Tech & Sci
2024.03.02 22:16 GMT+8

Exploring China Opportunities: Bio-manufacturing converts waste into useful products

Updated 2024.03.02 22:16 GMT+8
CGTN

A biotechnology center under construction in Pingliang, northwest China's Gansu Province, November 12, 2023. /CFP

New innovations in the field of bio-manufacturing are transforming industrial exhaust into useful products, unlocking new potential in a trillion-dollar market.

Bio-manufacturing uses living organisms such as bacteria, cells and enzymes to create products such as hepatitis B vaccines, insulin, hyaluronic acid, collagen, and fuel ethanol via bio-manufacturing.

China has included bio-manufacturing as one of the key emerging industries for innovative development.

Shougang LanzaTech, a subsidiary of Shougang Group, has developed a high-nutrient protein for fish, which is made out of the industrial exhaust from steel-making process. The innovative process takes industrial exhaust from steel-making and uses gas fermentation technology with the help of some bacterial strain to convert it into protein and ethanol.

Tan Tianwei, president of the Beijing University of Chemical Technology, said two key advantages about the technology are using organisms under room temperature and pressure, and  using renewable materials during the transformation, which is environmental friendly.

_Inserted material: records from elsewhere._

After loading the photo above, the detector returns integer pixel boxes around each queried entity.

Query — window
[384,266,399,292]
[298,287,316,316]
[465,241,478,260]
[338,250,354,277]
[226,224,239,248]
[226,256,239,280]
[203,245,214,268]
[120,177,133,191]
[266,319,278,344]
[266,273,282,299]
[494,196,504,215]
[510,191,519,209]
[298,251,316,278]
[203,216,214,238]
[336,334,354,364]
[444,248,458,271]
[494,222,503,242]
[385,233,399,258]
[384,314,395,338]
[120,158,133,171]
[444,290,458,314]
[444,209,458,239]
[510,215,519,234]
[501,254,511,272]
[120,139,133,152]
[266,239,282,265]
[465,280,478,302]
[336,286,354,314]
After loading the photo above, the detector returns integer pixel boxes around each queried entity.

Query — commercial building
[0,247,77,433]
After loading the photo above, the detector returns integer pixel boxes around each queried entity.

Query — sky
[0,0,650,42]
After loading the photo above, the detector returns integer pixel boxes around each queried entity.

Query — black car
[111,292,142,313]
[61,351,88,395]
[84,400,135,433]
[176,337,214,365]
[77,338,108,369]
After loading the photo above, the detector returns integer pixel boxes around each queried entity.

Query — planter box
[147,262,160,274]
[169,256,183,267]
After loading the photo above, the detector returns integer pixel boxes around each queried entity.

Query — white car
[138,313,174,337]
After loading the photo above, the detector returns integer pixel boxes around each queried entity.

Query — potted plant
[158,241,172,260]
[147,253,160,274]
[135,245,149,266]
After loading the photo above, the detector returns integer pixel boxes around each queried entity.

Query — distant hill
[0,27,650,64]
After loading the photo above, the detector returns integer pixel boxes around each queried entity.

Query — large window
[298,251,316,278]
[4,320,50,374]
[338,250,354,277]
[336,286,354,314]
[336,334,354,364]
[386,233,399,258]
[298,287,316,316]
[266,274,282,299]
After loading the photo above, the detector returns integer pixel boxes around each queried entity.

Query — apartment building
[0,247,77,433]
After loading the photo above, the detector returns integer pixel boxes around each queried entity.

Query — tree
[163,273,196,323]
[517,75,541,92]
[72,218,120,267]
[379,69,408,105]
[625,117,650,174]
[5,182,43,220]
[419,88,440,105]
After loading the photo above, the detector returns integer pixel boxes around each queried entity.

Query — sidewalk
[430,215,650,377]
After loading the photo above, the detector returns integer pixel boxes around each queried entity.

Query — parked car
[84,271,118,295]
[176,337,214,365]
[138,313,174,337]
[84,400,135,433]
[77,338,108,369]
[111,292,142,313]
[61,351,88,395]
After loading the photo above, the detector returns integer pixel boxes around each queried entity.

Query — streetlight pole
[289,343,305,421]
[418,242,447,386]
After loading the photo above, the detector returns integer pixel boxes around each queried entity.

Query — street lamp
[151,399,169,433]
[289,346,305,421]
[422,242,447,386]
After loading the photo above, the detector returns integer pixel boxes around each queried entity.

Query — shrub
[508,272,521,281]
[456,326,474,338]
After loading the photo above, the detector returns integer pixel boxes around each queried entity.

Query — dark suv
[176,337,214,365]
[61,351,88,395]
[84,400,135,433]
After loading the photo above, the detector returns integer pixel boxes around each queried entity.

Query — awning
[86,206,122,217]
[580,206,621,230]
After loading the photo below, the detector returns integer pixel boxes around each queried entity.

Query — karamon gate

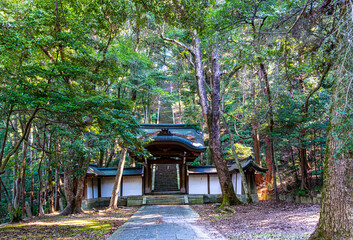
[130,124,206,194]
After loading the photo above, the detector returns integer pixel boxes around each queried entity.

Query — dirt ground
[0,207,138,240]
[193,200,320,240]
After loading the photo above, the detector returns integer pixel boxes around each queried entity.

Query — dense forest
[0,0,353,239]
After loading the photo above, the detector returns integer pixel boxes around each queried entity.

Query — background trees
[0,0,349,234]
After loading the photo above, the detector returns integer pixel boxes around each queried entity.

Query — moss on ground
[0,208,137,240]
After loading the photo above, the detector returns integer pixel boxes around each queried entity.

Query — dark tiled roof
[87,164,142,177]
[188,157,268,174]
[140,124,206,151]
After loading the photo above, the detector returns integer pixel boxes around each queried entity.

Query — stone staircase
[154,164,179,192]
[127,194,204,206]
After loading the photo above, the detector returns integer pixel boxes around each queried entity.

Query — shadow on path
[108,205,225,240]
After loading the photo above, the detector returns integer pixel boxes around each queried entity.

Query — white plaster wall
[122,176,142,196]
[101,177,116,197]
[189,175,208,194]
[236,173,242,194]
[210,174,222,194]
[87,178,98,199]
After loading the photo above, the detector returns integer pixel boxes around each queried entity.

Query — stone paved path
[108,205,225,240]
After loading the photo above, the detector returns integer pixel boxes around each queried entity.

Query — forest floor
[0,207,138,240]
[192,200,320,240]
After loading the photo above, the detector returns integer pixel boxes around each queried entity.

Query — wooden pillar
[180,163,186,193]
[180,152,186,193]
[97,178,102,198]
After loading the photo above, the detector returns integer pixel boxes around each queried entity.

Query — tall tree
[310,1,353,240]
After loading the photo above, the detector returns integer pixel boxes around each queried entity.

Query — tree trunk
[265,135,273,184]
[260,63,279,201]
[160,25,241,206]
[298,129,309,189]
[310,78,353,240]
[206,41,241,206]
[310,5,353,240]
[109,148,127,209]
[61,159,89,216]
[222,115,254,204]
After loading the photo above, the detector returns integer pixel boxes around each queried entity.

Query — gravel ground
[193,201,320,240]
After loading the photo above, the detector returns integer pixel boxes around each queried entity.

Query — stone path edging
[108,205,226,240]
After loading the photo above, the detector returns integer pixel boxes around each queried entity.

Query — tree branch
[160,23,195,55]
[0,108,39,172]
[304,61,332,114]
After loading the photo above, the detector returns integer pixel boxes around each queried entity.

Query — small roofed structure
[85,124,267,204]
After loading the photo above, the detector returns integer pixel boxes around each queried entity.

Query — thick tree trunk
[260,63,279,201]
[310,82,353,240]
[222,115,254,204]
[265,135,273,184]
[298,130,309,189]
[161,25,241,205]
[109,148,127,209]
[206,39,241,206]
[61,159,89,216]
[310,5,353,240]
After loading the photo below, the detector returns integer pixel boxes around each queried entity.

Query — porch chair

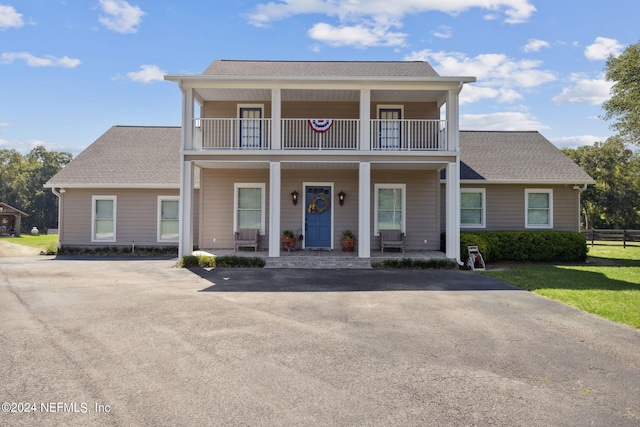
[380,230,404,252]
[234,228,259,252]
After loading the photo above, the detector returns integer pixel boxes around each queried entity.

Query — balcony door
[378,108,402,150]
[240,107,262,148]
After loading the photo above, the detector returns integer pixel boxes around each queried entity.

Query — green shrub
[460,230,587,262]
[371,258,458,270]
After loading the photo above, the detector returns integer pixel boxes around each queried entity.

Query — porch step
[265,256,371,269]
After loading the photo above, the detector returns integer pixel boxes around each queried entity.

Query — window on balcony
[239,106,262,148]
[378,107,402,149]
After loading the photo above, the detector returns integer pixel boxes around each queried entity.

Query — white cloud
[308,22,406,48]
[247,0,536,47]
[584,37,622,61]
[549,135,608,148]
[98,0,147,34]
[127,65,167,83]
[431,25,453,39]
[524,39,551,53]
[460,112,549,130]
[551,74,613,105]
[0,52,81,68]
[404,49,556,103]
[0,4,24,30]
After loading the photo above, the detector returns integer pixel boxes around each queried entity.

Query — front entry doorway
[304,185,331,249]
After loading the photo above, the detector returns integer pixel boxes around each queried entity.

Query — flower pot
[340,237,356,252]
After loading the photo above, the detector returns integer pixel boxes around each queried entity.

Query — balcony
[192,119,448,152]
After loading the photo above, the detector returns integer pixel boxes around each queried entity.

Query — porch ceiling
[194,160,446,170]
[196,88,446,102]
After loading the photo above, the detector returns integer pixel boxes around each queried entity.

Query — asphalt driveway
[0,257,640,426]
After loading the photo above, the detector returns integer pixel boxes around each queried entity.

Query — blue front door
[304,186,331,248]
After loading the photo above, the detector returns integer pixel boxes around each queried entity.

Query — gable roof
[45,126,180,188]
[460,131,594,184]
[202,59,439,77]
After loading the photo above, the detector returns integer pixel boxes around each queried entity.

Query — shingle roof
[460,131,593,184]
[202,60,438,77]
[45,126,180,188]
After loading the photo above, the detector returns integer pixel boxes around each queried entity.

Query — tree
[0,146,73,234]
[562,136,640,229]
[602,41,640,144]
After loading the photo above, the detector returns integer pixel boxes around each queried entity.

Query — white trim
[91,195,118,243]
[233,182,267,236]
[524,188,553,229]
[373,184,407,236]
[301,181,336,250]
[156,196,180,243]
[460,188,487,228]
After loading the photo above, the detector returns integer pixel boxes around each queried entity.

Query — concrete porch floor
[194,249,447,268]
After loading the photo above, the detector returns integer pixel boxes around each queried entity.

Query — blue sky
[0,0,640,156]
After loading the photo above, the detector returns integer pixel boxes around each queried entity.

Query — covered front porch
[194,249,448,269]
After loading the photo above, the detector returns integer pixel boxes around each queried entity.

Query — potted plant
[280,230,296,251]
[340,230,356,252]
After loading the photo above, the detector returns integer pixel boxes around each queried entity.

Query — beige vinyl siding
[60,188,198,247]
[441,184,580,231]
[371,170,440,250]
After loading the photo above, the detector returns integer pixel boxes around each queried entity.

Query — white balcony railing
[193,119,447,151]
[282,119,360,150]
[370,120,447,151]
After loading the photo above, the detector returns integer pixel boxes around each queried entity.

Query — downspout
[51,187,66,249]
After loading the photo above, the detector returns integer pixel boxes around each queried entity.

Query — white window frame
[233,182,267,236]
[157,196,180,242]
[91,195,118,243]
[373,184,407,236]
[524,188,553,229]
[460,188,487,228]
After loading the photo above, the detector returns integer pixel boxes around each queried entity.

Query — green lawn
[7,234,58,251]
[485,245,640,328]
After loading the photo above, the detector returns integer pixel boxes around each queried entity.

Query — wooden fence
[582,230,640,248]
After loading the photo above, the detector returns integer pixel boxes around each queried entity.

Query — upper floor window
[374,184,406,236]
[525,188,553,228]
[460,188,486,228]
[238,105,263,148]
[91,196,117,242]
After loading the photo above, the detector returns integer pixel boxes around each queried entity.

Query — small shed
[0,202,29,236]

Experts say that bio-manufacturing will bring about major changes in at least three aspects: reconstructing the production method, replacing the acquisition method of traditional natural products, and innovating the traditional agricultural breeding model.

China has over one trillion cubic meters of industrial exhaust resources from industries such as steel and metallurgy, petrochemical refining, and cement production. If 50 percent of it is utilized, 5 million tonnes of feed protein can be produced annually, reducing carbon dioxide emissions by 120 million tonnes, and saving 160 million tonnes of food, saving 400 million acres of cultivated land.

Waste from agricultural and forestry can also be repurposed via biotechnology. A new project in Hailun, northeast China's Heilongjiang Province, was launched where the straw is used to produce bioethanol, the first of such projects in the country.

The stacks of straw will be purified and then its structure will be popped from inside – just like popcorn. Then the biological enzyme will be added so the straw can be hydrolyzed into fermentable sugar, which will be turned into alcohol with yeast.

By using straw to produce alcohol, the grain can be saved for the food supply.

Currently, the project can only produce 30,000 tonnes of alcohol by using 150,000 tonnes of straw. But such technology is paving a way for a mass production in the future.

Another cutting-edge biotechnology is to synthesize carbon dioxide into starch. In September 2021, the Tianjin Institute of Industrial Biotechnology of the Chinese Academy of Sciences published their latest research results on international journal Science, embarking a new path for the industrial production of starch.

In the future, as bio-technology keeps making new breakthroughs, it can expand its use in more fields including mining, metallurgy, electronic information, environmental protection.